Ordered intermetallic alloy structures
Ordered bcc: system is cubic, Bravais primitive, has one element on corners of cube and the other in the centre, atoms alternate along space diagonal, example NiAl.
Ordered fcc: system is tetragonal, Bravais primitive, has one element for top and bottom faces and other for remaining 4 face centred midway up, alternating layers of elements, example TiAl.
Disordered intermetallic alloys
Do not fulfill strict definition of crystals, can be treated by placing statistical ‘mixed elements’ at lattice points (occupancy factors), then the ordered structures would return to proper bcc and fcc and both be cubic.
Glide systems in alloy structures
Determine the direction of dislocation motion. Normal bcc has (110)[111], normal fcc has (111)[110]. For the ordered intermetallic alloys the Burgers vector is twice as long as for pure metals, so plastic deformation is hindered and alloy is more brittle (not as brittle as ceramics).
Tin structure
Gray α-Tin: stable under 13C, cubic, diamond-structure, semiconductor.
White β-Tin: stable above 13C, tetragonal, is distorted cubic primitive, metallic.
Both are metastable so don’t immediately change as temperature goes through 13C.
Heusler alloy
ABC2. Example MnAlCu2 so no anion. Based on fcc, has all interstitials fully filled, has larger lattice parameter than normal fcc. This is first ferromagnetic alloy known without a ferromagnetic element
What is complex stacking?
Anything other than ABAB, ABCABC, AAAA
Nomenclature for cation/anion stacking sequences
Main (Bravais lattice) stacking is upper case roman letters ABC.
Interstitial stacking is Greek letter αβγ.

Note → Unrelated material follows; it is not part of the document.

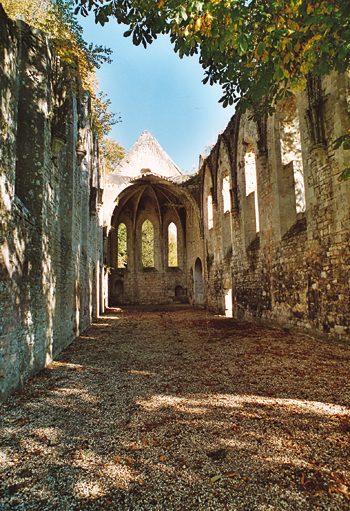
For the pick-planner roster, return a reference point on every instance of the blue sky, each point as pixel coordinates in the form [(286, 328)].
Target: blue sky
[(154, 90)]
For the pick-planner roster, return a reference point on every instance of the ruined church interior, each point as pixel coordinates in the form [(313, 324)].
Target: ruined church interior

A, B and C are same chemistry
α, β, γ are also the same elements as each other
<> denotes infilled interstitials (layers entirely vacant)
Stacking sequences for ZnS wurtzile, ZnS cubic, NiAs hexagonal, CdI2 hexagonal
ZnS wurtzile: AαBβ
ZnS cubic: AαBβCγ
NiAs hexagonal: AγBγ
CdI2 hexagonal: AγB<>
Rare earth elements stacking sequences
Mixed stacking sequences
ABCB
Examples: La, Pr, Nd, Pm
Complex stacking in molybdenite
AβA<>BγB<>. This is height of one unit cell. Is MoS2. System is hexagonal, Bravais primitive. Sheet structure, rather loose S-S cross-layer bonds so good lubricant as can exfoliate into single 2D sheets. Get pairs of hexagonal primitive layers with rather loose packing. Interstitial layers are not oct or tet but are trigonal prismatic
Basics of silicates
Polymerisation via Si-O-Si bonds. Stoichiometry varies within SiOx depending on how many O shared. 1D, 2D, 3D network structures. Tetrahedra robust and angles and distances vary little and are close to ideal mathematical tetrahedron. Al can sub in silica lattices but needs extra caution to balance charge which are often in interstitial positions.